I’m sorry that another resident may have woken up in the process of taking my son the ER to have a medical problem taken care of which was not being addressed there.
When a medical issue arises are the major concerns about other residents waking up or about the medical issue? Sometime there are priorities and it doesn’t mean that you don’t care about some of the other things but when making priority decisions sometimes other things happen that can be dealt with later.
Again, this was not a “visit” as you have written but a medical issue for which I took MY SON to the emergency room.
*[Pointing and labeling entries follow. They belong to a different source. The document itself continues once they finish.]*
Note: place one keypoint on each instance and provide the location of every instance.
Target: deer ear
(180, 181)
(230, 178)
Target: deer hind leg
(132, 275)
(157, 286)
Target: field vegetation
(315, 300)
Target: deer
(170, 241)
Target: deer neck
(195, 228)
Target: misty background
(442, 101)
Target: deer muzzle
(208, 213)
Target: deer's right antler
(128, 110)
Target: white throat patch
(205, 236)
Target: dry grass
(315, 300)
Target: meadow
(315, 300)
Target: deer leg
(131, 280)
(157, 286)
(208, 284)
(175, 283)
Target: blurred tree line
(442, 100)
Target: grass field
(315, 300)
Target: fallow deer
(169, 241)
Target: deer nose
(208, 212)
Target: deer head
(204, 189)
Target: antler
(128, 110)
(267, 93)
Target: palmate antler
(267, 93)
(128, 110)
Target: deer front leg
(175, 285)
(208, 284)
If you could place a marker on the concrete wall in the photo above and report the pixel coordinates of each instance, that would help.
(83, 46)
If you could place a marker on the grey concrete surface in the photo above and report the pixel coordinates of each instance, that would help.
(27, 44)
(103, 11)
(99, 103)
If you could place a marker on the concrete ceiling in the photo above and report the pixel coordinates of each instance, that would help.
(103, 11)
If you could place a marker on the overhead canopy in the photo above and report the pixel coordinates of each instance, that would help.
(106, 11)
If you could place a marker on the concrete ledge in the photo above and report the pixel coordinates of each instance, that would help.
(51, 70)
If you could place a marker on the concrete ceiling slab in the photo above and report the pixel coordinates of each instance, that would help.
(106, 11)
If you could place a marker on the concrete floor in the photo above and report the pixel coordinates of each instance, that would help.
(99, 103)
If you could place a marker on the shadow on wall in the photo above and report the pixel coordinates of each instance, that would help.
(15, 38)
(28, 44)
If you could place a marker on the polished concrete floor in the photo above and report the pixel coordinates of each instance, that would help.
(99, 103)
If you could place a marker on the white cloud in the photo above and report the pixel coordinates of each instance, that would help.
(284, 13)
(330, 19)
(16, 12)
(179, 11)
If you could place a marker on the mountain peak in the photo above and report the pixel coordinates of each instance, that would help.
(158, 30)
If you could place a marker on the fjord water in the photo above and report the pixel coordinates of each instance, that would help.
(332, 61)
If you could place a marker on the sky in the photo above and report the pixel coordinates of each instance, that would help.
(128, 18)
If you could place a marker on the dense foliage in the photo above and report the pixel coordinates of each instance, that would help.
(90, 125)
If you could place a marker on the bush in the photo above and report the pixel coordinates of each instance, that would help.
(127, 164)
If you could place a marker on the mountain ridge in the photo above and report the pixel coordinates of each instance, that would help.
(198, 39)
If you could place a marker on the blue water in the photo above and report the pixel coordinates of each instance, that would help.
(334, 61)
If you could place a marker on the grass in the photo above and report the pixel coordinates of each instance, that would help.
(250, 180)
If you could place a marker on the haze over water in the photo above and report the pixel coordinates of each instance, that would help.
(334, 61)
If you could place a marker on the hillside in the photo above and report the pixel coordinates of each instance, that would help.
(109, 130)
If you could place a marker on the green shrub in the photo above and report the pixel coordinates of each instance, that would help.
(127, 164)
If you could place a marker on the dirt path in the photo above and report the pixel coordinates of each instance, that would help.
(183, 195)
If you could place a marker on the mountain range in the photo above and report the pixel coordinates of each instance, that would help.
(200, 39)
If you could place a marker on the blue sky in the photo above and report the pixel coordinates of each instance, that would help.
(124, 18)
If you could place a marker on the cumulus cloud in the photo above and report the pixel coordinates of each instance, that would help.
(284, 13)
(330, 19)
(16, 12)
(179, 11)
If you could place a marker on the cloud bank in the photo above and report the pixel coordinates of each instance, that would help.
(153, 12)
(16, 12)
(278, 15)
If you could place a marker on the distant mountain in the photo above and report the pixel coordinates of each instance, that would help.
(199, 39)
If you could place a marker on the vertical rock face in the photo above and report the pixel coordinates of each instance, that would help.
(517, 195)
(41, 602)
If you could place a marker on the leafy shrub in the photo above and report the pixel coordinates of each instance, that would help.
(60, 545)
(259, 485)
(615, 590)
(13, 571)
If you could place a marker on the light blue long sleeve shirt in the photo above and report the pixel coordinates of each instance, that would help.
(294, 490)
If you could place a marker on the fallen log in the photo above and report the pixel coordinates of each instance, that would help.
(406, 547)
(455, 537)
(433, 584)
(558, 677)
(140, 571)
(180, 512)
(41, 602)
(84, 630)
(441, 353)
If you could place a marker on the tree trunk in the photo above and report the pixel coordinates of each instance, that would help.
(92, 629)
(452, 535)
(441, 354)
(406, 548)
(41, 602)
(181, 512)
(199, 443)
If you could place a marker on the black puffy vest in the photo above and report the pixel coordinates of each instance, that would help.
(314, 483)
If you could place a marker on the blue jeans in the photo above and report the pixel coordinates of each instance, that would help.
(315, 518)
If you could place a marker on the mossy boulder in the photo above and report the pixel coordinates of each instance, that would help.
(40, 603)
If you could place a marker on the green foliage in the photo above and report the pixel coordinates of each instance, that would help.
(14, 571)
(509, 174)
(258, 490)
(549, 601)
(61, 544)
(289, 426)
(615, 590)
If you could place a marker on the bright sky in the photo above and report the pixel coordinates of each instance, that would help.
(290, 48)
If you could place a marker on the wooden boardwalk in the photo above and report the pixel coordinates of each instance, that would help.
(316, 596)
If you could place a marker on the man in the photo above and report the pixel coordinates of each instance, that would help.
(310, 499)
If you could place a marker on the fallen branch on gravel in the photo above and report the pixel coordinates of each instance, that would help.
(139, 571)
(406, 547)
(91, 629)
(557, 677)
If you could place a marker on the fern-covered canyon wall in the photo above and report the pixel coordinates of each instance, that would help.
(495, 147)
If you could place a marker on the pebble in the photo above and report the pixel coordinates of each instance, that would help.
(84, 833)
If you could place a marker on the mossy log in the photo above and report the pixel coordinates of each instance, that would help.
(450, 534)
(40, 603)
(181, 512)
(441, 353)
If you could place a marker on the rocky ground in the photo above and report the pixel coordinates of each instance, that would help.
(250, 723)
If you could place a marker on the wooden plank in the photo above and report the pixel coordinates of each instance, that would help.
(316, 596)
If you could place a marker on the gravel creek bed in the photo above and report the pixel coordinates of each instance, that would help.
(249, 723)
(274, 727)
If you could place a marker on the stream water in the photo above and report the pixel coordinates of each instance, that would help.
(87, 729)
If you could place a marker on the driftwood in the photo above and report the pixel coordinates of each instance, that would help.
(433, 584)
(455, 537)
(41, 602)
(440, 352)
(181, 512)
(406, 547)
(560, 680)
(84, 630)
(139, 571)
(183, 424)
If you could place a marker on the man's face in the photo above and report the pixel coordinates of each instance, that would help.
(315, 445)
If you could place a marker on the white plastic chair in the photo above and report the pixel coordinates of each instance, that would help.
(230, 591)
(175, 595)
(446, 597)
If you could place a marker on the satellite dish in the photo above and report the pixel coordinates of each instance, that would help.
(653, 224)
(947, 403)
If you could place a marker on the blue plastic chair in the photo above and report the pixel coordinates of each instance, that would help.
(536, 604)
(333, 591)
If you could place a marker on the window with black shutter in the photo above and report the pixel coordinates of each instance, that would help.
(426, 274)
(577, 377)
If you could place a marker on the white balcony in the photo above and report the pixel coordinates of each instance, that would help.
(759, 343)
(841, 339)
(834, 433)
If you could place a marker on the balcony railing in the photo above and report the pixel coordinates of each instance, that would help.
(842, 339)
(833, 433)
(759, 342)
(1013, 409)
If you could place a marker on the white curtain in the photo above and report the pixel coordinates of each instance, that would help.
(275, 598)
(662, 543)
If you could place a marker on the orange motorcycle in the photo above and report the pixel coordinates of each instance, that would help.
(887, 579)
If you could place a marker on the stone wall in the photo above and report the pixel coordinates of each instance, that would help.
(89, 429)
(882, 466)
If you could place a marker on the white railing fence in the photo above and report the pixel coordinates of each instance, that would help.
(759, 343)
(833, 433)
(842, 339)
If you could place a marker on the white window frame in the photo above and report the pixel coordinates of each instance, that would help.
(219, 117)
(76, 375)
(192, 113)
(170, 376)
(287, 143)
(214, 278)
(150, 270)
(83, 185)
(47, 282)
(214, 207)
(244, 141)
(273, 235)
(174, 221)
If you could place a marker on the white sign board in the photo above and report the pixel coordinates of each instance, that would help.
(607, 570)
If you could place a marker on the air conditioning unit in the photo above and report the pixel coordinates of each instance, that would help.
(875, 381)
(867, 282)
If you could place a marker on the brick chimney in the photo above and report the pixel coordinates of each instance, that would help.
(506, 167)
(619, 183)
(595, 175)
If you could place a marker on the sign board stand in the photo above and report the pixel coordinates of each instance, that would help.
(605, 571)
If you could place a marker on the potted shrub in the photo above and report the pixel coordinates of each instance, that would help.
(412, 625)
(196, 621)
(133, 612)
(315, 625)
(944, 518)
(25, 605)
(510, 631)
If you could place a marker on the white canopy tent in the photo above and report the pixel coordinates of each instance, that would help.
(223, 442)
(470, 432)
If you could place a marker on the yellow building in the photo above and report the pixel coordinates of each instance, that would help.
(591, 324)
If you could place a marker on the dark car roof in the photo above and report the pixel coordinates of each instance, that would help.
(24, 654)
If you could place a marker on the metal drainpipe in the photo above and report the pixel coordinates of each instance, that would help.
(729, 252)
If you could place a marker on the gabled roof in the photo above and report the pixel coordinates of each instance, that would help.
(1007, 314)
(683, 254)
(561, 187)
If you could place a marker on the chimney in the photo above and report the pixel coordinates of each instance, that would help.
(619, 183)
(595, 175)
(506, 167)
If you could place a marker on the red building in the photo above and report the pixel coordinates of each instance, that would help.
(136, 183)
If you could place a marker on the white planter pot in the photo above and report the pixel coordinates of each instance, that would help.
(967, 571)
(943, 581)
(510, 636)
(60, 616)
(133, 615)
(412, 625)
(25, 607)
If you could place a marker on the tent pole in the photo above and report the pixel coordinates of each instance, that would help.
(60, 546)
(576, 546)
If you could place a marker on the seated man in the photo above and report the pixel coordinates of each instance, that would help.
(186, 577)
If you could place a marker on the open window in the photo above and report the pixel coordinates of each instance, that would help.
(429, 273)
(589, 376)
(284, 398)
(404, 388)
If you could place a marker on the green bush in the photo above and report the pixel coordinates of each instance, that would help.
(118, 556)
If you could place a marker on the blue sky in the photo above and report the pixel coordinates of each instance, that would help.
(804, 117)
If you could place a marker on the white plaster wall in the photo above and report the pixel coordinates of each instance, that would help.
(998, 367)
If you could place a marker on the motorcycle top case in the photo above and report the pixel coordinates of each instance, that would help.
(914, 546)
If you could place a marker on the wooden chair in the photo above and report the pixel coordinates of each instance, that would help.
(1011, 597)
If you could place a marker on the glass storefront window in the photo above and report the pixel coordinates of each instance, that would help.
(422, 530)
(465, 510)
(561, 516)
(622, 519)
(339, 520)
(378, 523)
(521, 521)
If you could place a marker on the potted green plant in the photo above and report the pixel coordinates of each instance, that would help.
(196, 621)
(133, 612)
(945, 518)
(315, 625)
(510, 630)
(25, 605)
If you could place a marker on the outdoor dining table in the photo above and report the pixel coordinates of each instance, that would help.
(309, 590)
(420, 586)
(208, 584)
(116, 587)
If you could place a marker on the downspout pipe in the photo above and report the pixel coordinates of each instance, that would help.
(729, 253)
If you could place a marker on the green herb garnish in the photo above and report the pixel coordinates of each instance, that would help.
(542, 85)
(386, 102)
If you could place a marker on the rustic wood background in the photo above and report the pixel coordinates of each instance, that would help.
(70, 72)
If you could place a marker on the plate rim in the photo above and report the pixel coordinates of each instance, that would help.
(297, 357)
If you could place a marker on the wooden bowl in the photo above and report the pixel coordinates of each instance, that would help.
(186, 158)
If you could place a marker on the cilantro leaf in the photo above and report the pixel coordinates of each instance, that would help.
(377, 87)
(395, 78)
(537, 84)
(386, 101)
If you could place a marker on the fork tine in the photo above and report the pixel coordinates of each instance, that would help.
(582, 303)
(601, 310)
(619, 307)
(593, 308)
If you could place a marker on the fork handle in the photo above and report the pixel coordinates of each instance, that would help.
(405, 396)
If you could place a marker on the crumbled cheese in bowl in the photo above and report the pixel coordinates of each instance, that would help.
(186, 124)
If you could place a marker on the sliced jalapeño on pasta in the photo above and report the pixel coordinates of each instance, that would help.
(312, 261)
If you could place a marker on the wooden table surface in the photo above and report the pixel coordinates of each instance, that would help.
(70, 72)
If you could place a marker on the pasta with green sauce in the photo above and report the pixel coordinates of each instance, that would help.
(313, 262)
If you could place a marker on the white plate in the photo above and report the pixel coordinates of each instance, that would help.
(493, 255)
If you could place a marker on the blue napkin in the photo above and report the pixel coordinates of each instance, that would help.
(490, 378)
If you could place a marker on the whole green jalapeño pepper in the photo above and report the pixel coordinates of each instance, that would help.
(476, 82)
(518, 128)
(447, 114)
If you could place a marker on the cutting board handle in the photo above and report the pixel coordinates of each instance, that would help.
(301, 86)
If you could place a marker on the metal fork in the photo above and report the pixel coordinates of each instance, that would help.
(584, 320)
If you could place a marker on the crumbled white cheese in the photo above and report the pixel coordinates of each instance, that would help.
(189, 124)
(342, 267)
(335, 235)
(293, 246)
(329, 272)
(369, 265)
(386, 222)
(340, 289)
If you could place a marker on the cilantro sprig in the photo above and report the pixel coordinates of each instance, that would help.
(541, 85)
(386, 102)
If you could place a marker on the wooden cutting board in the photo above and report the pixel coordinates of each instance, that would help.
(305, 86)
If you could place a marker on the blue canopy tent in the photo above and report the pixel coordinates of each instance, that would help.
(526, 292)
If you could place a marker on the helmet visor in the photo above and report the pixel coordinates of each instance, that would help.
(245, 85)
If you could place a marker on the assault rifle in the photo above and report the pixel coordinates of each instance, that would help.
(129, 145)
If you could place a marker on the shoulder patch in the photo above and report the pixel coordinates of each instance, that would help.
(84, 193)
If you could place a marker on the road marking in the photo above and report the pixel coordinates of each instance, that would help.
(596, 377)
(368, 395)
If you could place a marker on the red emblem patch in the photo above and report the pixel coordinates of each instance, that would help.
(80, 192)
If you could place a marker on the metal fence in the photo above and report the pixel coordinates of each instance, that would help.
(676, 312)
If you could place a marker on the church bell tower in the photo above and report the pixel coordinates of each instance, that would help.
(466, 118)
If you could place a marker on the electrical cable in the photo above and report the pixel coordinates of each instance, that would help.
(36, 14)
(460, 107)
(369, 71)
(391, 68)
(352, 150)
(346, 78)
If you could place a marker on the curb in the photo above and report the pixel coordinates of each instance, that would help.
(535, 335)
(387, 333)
Saturday morning email from manager to the mom
I am aware that you were not there for a visit, and that you were there to take your son to the ER. I should have stated that you are always welcome at any time. Again I was just asking you to respect the other clients that live with your son especially during sleeping hour. I understand that you had to wait for some time until the staff, nurse and duty office could gather up all the necessary information so your son could go to the ER. In the future if it is possible for you to call ahead of time so the proper information could be prepared for you and easy the transition/ wait time to get him to the Doctors.
Saturday afternoon – email from mom to the manager
I would hope that there will not be a next time and I would not ever “visit” at this time of night anyhow except in an emergency. I had no idea that I would have to have all that paperwork in order to take my son to the ER. Also, I had called earlier around 9:30 or so when I found out that he had been given mag citrate and I told whoever I spoke with that I would be coming by. It took me that long to leave where I was and get to the ICF/ID. This was an unusual circumstance and rather than chastising me wouldn’t an apology or comment regarding the fact that we can now understand what some of the issues with my son might be would be in order? I’m not one to come in and make a disruption for my son’s housemates and I try to be respectful of what is going on.
I am still waiting for information regarding medication administration and respite care without notifying me. This is a learning process knowing what the protocols are and what is and is not expected.
The reason this interaction is highlighted is that this past week my son missed a scheduled appointment. I wrote to the house manager and the response I received was a prolific apology and her statement that it was her fault that the appointment was missed, what the circumstances were regarding the issue and how it was going to be remedied.
I was actually treated well and respected as a caring parent and given an honest answer. This response would have never been given to me from the ICF/ID.
Sometimes all one needs to hear is “I’m sorry.”